Lineage plasticity and stemness contribute to drug resistance in cancer therapy because these flexible states allow cancer cells to dedifferentiate into stem-like cells. Understanding how the immune system works in drug resistance may provide insights into immune therapy against cancer. A study reported scRNA-seq in malignant and microenvironment cells in patients with relapsed/refractory early T-cell progenitor acute lymphoblastic leukemia carrying activating NOTCH1 mutations; the investigators detected two functionally different stem-like states, irrespective of cell cycle or oncogenic signaling. More importantly, these two stem-like states differentiated into mature leukemia states, suggesting that they have prominent immunomodulatory functions, promoting an immunosuppressive leukemia ecosystem with the clonal accumulation of dysfunctional CD8+ T cells that expressed HAVC ^[29][59]. This finding suggests therapeutic targets based on cellular states might limit cancer cells’ molecular escape.

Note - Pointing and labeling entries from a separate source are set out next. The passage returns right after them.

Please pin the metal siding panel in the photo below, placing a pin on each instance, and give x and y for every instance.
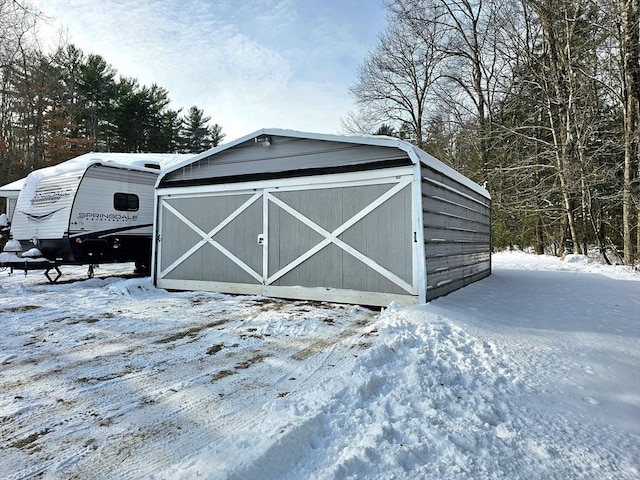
(457, 233)
(284, 154)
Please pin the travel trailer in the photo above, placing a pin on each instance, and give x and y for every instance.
(96, 208)
(10, 193)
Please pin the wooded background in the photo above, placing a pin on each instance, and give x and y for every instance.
(538, 100)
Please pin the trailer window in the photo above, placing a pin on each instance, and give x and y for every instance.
(126, 202)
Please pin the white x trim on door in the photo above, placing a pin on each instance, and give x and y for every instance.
(208, 238)
(332, 237)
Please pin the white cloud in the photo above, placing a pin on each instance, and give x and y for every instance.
(248, 64)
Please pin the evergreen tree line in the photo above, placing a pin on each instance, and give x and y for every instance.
(536, 99)
(57, 106)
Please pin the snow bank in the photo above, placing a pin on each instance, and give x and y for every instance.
(518, 260)
(531, 373)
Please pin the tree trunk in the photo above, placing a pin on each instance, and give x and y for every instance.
(630, 39)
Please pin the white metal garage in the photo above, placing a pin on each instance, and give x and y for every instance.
(320, 217)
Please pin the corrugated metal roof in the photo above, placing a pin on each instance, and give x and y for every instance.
(415, 154)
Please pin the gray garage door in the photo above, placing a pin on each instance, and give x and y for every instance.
(291, 241)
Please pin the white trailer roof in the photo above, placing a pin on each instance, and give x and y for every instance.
(415, 154)
(12, 190)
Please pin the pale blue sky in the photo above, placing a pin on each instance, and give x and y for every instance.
(248, 63)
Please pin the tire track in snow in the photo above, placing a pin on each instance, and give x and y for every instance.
(132, 403)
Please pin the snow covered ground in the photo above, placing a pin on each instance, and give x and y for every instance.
(531, 373)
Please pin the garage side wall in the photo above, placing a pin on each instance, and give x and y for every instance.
(457, 233)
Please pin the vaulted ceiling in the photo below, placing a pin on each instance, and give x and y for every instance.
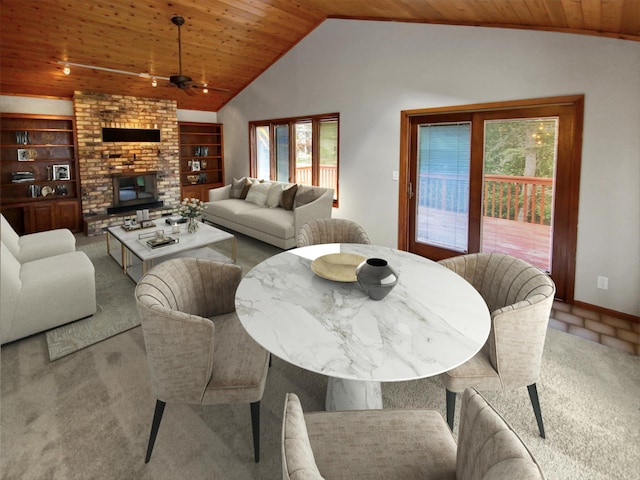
(228, 43)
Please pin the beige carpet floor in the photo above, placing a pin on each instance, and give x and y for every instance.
(88, 414)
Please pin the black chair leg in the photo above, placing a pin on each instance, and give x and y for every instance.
(451, 408)
(533, 395)
(155, 425)
(255, 426)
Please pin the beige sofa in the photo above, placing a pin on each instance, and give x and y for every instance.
(44, 282)
(272, 212)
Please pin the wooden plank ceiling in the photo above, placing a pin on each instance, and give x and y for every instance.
(228, 43)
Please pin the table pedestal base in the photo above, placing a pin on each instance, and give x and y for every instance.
(353, 395)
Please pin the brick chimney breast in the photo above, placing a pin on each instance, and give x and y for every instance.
(98, 160)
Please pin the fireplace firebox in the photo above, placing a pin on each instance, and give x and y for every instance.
(132, 192)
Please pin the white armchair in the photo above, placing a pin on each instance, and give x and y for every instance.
(45, 293)
(35, 246)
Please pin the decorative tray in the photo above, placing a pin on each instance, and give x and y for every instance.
(162, 242)
(339, 267)
(139, 226)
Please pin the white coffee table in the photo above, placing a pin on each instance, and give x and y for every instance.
(135, 256)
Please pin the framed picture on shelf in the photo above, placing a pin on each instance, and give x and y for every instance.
(61, 172)
(27, 154)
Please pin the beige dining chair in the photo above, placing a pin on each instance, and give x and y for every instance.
(331, 230)
(519, 297)
(405, 444)
(198, 352)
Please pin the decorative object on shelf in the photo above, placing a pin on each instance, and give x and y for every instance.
(21, 177)
(61, 172)
(34, 191)
(191, 208)
(22, 137)
(48, 138)
(27, 154)
(376, 277)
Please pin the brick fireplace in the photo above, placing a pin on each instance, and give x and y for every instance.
(99, 161)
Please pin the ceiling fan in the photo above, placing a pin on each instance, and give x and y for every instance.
(183, 82)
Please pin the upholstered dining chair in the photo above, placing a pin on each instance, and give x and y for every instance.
(198, 352)
(519, 297)
(404, 444)
(331, 230)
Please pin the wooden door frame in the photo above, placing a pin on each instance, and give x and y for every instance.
(568, 183)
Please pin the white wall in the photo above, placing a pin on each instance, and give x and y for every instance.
(370, 71)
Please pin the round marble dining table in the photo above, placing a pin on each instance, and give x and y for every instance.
(432, 321)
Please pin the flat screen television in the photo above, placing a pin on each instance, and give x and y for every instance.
(135, 191)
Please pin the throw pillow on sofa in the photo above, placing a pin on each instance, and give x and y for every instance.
(275, 194)
(258, 193)
(288, 196)
(245, 189)
(305, 195)
(236, 187)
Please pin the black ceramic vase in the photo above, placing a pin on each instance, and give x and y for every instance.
(376, 277)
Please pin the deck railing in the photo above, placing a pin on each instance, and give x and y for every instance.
(328, 176)
(524, 199)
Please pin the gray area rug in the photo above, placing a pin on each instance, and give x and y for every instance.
(88, 415)
(116, 310)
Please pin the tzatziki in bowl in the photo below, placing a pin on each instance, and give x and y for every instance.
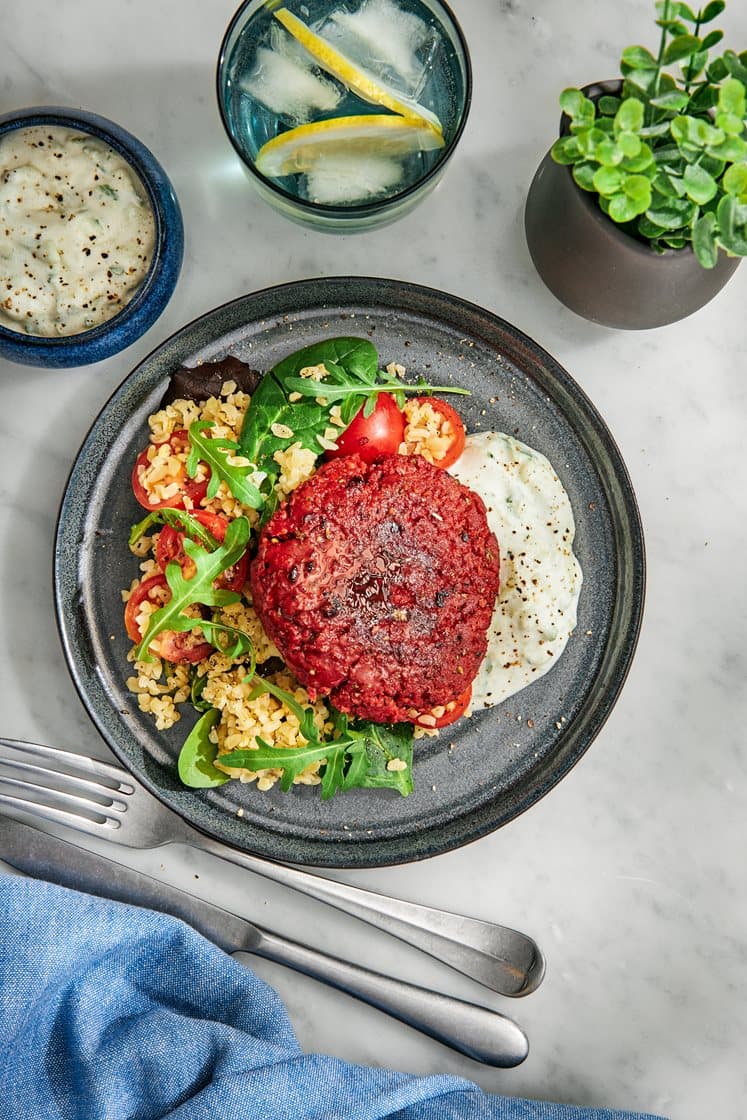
(91, 241)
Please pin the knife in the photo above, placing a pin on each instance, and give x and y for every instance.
(478, 1032)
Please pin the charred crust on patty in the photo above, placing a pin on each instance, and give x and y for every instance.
(395, 578)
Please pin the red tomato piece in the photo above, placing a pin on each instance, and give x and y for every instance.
(171, 645)
(450, 715)
(190, 492)
(449, 425)
(379, 434)
(169, 547)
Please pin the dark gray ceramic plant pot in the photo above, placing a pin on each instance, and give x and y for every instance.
(600, 272)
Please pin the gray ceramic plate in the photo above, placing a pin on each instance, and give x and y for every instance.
(485, 770)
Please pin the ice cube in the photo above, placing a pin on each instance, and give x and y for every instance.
(283, 80)
(383, 38)
(341, 180)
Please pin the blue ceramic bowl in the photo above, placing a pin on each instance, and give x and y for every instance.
(152, 296)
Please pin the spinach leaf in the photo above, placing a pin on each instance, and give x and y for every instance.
(287, 408)
(306, 419)
(198, 588)
(214, 453)
(197, 755)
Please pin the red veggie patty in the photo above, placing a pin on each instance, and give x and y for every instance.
(376, 582)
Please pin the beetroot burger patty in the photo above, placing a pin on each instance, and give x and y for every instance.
(376, 582)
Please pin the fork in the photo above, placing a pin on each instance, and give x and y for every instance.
(105, 801)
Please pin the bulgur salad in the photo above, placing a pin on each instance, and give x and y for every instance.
(220, 470)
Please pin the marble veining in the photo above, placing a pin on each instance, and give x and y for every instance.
(631, 871)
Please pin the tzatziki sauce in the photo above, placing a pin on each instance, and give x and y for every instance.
(530, 513)
(76, 231)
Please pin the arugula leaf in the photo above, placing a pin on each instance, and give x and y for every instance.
(177, 519)
(197, 755)
(273, 421)
(215, 454)
(198, 588)
(330, 391)
(357, 757)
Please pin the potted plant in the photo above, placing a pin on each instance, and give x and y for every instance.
(637, 215)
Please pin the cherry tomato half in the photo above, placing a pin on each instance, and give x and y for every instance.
(379, 434)
(169, 547)
(449, 426)
(171, 645)
(453, 712)
(187, 488)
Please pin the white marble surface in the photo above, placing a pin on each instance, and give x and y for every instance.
(631, 874)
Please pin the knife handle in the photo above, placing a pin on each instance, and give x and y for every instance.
(501, 958)
(477, 1032)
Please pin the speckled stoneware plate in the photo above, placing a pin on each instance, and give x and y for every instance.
(484, 771)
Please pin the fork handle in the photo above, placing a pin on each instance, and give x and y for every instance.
(502, 959)
(469, 1028)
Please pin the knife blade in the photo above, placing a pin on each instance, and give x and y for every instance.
(478, 1032)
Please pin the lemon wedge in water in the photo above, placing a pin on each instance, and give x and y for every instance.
(355, 78)
(301, 148)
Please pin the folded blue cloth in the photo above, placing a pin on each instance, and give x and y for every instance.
(117, 1013)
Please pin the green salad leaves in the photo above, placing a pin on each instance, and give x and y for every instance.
(289, 406)
(199, 590)
(358, 754)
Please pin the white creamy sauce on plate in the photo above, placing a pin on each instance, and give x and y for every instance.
(76, 231)
(530, 513)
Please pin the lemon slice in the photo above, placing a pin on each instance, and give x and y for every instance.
(355, 78)
(301, 148)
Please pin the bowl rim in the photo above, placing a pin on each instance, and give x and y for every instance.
(363, 210)
(168, 246)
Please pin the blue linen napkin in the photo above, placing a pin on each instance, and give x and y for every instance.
(111, 1011)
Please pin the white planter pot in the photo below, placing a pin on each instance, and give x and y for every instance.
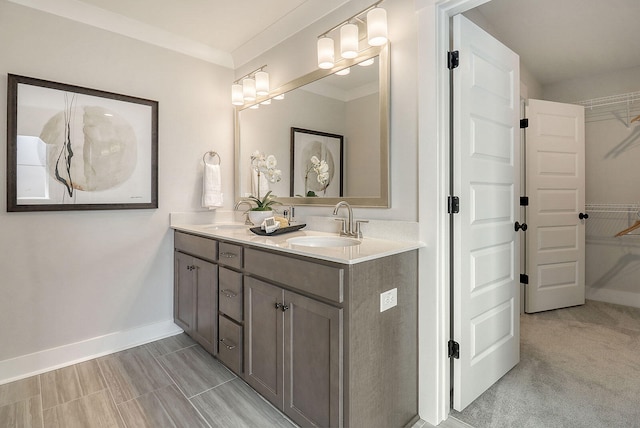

Colorectal cancer (CRC) is a typical “cold” cancer characterized by insufficient immune cell infiltration. Overcoming the deficiencies in CRC treatment might depend on improving the understanding of TME. scRNA-seq data from ten human CRC samples from the Gene Expression Omnibus (GEO) database revealed that differentiation is accompanied by remodeling of lipid metabolism and suppression of immune function, suggesting that lipid remodeling may be a fundamental cause of immunosuppression ^[30][60]. Thus, scRNA-seq could uncover immune mechanisms, enriching our understanding of cancer immunology and leading to the development of specific cancer immunotherapies.